XmdvTool File Formats

1. Flat (Non-Hierarchical) Format

All versions of XmdvTool support a flat version of the data set, consisting of ASCII text alphanumeric fields separated by blanks or newlines. The data, structured as rows and columns of integer or real values, is preceded by a simple header, giving data dimensions, labels, and ranges of values for each dimension. Each dimension also has a cardinality, which indicates how many bins will be used for dimensional stacking (if you are uncertain how to specify this, just set it at a relatively small integer, say 2-4).

The basic flat data format, normally given a .okc extension, is structured as follows.

Int_N_number_of_dimensions Int_M_number_of_datapoints
String_fieldName_dimension1
String_fieldName_dimension2
...
String_fieldName_dimensionN
Float_minimum_dimension1 Float_maximum_dimension1 Int_cardinality_dimension1_in_dimstack
Float_minimum_dimension2 Float_maximum_dimension2 Int_cardinality_dimension2_in_dimstack
...
Float_minimum_dimensionN Float_maximum_dimensionN Int_cardinality_dimensionN_in_dimstack
Float_value_dimension1_datapoint1 Float_value_dimension2_datapoint1 ... Float_value_dimensionN_datapoint1
Float_value_dimension1_datapoint2 Float_value_dimension2_datapoint2 ... Float_value_dimensionN_datapoint2
...
Float_value_dimension1_datapointM Float_value_dimension2_datapointM ... Float_value_dimensionN_datapointM

Note: Blank is not allowed to be used in the fieldNames. If you use "(" in the fieldNames, system will omit all the contents after it in the same line.

2. Hierarchical Data Format

In XmdvTool4.0, we introduced the concept of hierarchical visualization of multivariate data, and provided tools for creating hierarchical clusters from flat data files. In fact, there are many techniques for creating such hierarchies, either through the natural structure of the data (e.g., a file system), binning of dimensions (e.g., data cube methods), and algorithmic techniques (clustering, partitioning). The format required to use the hierarchical approaches should be a file with a .cf extension, should be put in the same directories as their coresponding .okc files.

Formats of a .cf file:
Int_L_number_of_nodes Int_N_number_of_dimensions
Int_id_node1 Int_parent_node1 Int_entries_node1 Float_sx1_node1 ... Float_sxN_node1 Float_sqrtRadius_node1
Int_id_node2 Int_parent_node2 Int_entries_node2 Float_sx1_node2 ... Float_sxN_node2 Float_sqrtRadius_node2
...
Int_id_nodeL Int_parent_nodeL Int_entries_nodeL Float_sx1_nodeL ... Float_sxN_nodeL Float_sqrtRadius_nodeL

Download a tool to translate a *.okc file to a *.cf file

In XmdvTool4.1, we refined this format to include more aggregation information. Specifically, rather than assigning a single value to a cluster (radius, as was used in the Birch Clustering Algorithm), we specify extents for each dimension.

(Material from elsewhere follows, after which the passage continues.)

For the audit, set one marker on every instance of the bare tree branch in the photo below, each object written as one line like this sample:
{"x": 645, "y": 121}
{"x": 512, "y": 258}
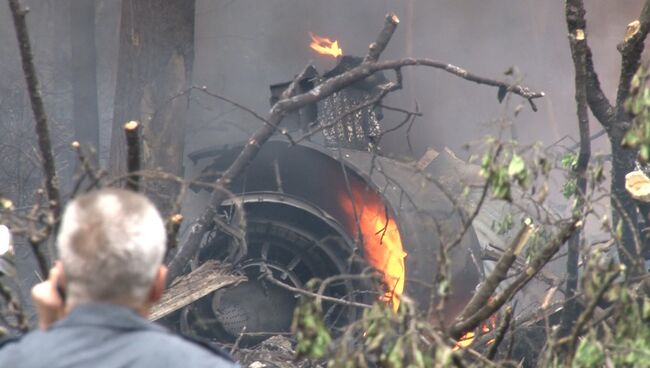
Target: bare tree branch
{"x": 42, "y": 130}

Thus the data file format for using the hierarchical approaches have a .cg extension and should be put in the same directories as their coresponding .okc file.

Format of a *.cg file:
Int_L_number_of_nodes Int_N_number_of_dimensions
Int_id_node1 Int_parent_node1 Int_entries_node1 Float_sx1_node1 ... Float_sxN_node1 Float_sqrtRadius_node1 Float_max1_node1 ... Float_maxN_node1 Float_min1_node1 ... Float_minN_node1
Int_id_node2 Int_parent_node2 Int_entries_node2 Float_sx1_node2 ... Float_sxN_node2 Float_sqrtRadius_node2 Float_max1_node1 ... Float_maxN_node1 Float_min1_node1 ... Float_minN_node1
...
Int_id_nodeL Int_parent_nodeL Int_entries_nodeL Float_sx1_nodeL ... Float_sxN_nodeL Float_sqrtRadius_nodeL Float_max1_node1 ... Float_maxN_node1 Float_min1_node1 ... Float_minN_node1

Download a tool to translate a *.cf file to a *.cg file

You can find examples of .okc, .cf and .cg files in the download page.